Large numbers of us have worked, studied or holidayed in the other's country. My own experience bears testament to this. In 2001, after a period of time living in London and Singapore, I came to work and live in Sydney, with my wife, Bronagh, and our two children. We remember our time and the friends we made in Sydney fondly and have returned not only on official engagements but also for family holidays. My story is not unlike that of hundreds of thousands of Aussies who have lived in New Zealand and hundreds of thousands of Kiwis who have lived in Australia. We are enriched by the valuable contribution our people make to each other's societies and economies.
It is only right that politicians on both sides of the Tasman have sought to reflect this reality as we developed our trading, economic and legal frameworks. In 2013 we will look back on 30 years since the birth of CER between Australia and New Zealand. As we approach that milestone it is appropriate that we reflect on where we have been and where we might go next. Much has already been achieved. CER represents a global gold standard in trade agreements. Australia and New Zealand boast free trade in goods and nearly all services and, thanks to recent progress, investment is now part of CER. We have mutual recognition arrangements for goods and services and we continue to pursue a single economic market agenda to harmonise our business laws. Despite the challenges of integration, and, it must be said, despite New Zealand's initial anxiety, CER has served both our countries very well. It has benefited our economies, our businesses and the families and communities we all serve.
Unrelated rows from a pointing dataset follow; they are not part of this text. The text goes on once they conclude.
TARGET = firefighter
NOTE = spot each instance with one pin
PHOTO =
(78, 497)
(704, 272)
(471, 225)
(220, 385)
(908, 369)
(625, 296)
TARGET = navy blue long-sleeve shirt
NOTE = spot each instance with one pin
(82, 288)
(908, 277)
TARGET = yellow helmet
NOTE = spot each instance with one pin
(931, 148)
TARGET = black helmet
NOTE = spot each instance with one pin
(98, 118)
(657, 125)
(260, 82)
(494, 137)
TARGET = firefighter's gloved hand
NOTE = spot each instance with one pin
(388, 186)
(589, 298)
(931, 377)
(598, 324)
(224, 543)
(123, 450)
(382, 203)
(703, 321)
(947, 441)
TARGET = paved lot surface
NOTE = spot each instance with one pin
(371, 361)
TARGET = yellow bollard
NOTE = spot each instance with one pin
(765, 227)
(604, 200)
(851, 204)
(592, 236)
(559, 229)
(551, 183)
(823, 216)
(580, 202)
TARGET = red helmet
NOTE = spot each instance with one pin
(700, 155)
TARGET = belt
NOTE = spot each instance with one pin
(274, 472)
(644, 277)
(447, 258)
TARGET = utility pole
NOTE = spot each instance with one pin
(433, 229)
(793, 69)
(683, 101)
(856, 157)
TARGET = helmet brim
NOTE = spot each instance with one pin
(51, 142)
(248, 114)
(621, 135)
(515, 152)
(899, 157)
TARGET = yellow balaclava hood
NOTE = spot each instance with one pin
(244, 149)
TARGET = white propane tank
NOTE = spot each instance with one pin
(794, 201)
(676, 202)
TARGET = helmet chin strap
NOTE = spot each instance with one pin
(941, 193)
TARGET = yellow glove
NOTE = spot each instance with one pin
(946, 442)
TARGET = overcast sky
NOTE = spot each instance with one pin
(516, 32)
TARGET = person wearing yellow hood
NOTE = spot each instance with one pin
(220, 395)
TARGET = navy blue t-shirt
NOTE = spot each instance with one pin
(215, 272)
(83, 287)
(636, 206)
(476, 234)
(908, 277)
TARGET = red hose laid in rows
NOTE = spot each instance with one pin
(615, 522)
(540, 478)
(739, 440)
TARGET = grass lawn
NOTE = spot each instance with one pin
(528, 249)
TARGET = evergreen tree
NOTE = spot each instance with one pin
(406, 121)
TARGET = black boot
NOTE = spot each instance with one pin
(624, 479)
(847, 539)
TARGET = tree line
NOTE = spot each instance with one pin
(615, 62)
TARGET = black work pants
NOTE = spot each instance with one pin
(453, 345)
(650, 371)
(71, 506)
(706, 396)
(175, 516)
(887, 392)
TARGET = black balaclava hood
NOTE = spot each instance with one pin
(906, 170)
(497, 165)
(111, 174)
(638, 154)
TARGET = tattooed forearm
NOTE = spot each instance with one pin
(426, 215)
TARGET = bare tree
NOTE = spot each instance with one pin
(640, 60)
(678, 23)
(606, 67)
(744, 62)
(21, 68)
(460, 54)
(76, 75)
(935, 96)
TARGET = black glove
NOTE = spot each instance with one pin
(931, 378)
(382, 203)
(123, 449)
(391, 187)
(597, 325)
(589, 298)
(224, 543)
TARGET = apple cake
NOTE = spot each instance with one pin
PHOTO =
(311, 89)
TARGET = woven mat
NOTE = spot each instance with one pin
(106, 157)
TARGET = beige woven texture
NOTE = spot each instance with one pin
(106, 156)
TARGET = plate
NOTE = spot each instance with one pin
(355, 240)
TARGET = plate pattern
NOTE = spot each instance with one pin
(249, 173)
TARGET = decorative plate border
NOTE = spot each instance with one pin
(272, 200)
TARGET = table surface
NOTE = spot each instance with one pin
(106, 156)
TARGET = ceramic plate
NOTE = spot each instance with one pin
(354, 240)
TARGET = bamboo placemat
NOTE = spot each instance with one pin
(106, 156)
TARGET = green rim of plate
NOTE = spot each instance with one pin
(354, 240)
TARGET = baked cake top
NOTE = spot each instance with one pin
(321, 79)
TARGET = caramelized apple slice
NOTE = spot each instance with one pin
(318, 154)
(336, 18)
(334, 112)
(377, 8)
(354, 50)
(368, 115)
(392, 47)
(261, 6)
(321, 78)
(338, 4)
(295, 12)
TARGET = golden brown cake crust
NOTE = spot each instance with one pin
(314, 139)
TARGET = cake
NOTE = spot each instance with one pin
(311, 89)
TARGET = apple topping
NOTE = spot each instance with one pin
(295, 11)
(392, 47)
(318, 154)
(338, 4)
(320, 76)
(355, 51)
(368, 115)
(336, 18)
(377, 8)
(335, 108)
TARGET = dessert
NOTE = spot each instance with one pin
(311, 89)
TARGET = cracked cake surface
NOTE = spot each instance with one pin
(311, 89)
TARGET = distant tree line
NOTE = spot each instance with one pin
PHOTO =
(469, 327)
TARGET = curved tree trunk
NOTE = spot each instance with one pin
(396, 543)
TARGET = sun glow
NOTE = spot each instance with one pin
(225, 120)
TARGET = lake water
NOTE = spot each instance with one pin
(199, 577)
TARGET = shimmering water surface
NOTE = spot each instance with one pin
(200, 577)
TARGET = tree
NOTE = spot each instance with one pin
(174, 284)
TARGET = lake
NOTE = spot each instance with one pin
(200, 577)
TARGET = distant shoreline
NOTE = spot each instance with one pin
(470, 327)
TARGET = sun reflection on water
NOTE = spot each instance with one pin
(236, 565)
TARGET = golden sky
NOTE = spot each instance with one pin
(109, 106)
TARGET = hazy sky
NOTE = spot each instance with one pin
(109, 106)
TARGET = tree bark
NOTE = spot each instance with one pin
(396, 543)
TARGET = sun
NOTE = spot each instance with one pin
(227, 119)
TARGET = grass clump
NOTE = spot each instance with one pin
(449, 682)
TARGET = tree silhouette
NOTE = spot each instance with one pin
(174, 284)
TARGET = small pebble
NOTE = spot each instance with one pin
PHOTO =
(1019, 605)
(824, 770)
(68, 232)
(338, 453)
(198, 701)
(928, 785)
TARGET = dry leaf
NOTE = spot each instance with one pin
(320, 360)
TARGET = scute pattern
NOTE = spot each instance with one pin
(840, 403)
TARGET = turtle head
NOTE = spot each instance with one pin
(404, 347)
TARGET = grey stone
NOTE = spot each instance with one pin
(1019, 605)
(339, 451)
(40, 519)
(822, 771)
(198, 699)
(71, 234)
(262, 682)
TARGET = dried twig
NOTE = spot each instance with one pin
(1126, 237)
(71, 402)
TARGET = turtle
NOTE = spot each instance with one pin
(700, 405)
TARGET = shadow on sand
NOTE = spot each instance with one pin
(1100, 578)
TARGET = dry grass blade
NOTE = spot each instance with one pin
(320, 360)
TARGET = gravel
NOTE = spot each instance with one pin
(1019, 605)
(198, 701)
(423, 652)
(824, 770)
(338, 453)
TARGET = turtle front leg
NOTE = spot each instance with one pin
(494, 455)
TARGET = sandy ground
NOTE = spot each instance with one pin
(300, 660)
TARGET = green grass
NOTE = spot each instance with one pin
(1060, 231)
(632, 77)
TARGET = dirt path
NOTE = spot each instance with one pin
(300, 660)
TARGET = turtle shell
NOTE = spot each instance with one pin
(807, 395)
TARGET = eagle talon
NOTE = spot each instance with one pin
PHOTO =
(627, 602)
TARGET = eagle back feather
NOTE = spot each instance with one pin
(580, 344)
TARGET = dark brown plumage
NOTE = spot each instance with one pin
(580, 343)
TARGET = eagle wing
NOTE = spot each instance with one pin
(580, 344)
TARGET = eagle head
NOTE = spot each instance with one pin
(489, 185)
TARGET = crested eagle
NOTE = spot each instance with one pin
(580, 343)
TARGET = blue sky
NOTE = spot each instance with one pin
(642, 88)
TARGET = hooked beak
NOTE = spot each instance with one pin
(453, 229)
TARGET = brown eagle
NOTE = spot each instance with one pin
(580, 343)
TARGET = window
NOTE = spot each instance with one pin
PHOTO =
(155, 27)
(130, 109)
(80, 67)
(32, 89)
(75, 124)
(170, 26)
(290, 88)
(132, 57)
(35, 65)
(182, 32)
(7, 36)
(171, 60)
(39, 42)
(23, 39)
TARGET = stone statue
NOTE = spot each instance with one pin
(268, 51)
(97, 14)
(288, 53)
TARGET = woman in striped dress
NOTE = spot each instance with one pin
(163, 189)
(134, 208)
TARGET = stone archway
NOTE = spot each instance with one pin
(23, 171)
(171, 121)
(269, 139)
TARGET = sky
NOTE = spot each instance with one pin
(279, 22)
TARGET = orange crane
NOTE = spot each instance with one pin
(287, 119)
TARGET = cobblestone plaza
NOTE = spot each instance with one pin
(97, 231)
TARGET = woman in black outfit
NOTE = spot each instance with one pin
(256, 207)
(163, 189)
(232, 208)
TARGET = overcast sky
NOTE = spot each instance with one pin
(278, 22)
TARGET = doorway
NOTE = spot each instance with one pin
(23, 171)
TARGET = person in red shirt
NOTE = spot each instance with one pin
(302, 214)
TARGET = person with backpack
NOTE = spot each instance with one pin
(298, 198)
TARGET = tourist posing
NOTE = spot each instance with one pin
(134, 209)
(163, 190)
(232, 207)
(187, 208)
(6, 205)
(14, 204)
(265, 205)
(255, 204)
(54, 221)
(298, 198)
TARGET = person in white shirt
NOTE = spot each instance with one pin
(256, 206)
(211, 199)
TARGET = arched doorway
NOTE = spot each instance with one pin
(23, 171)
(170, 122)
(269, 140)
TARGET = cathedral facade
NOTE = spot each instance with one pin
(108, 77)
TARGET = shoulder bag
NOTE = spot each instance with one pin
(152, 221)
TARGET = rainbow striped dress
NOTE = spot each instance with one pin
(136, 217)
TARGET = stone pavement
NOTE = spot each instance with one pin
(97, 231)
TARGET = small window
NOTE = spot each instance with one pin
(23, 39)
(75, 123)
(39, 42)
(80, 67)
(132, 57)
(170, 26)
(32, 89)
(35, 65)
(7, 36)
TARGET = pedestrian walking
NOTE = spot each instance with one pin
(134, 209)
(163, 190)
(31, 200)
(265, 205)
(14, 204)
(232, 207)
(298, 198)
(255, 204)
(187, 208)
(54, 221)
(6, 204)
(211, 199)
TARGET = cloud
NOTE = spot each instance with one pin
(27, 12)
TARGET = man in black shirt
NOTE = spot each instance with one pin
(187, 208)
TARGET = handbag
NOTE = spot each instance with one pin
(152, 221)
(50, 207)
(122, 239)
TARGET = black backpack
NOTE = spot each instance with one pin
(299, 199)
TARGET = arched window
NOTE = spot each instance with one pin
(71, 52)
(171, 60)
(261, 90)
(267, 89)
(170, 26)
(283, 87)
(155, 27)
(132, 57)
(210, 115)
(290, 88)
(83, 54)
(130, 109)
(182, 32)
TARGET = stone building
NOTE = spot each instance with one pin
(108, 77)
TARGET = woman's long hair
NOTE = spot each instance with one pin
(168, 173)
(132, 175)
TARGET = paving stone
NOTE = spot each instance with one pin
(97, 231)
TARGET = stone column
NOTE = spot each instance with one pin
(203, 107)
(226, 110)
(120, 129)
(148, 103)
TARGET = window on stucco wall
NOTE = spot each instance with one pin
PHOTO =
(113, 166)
Australia is New Zealand's largest export market. More than half of foreign direct investment in New Zealand, at around $50 billion, comes from Australia. Last year total Australian exports to New Zealand were a little over A$8 billion, not far behind the $9 billion you exported to the United States. Interestingly, more Australian businesses export to New Zealand than to any other country. Your small and medium enterprises, your innovative companies and your value-added producers often cut their teeth in exporting first to New Zealand before expanding to larger markets. The same applies for New Zealanders exporting to Australia. Our businesses also work together to pool resources, share ideas, share expertise and expand offshore. These facts underscore what we already know. New Zealand's economic fortunes matter to Australia and vice versa. We share in each other's economic success and we will continue to do so.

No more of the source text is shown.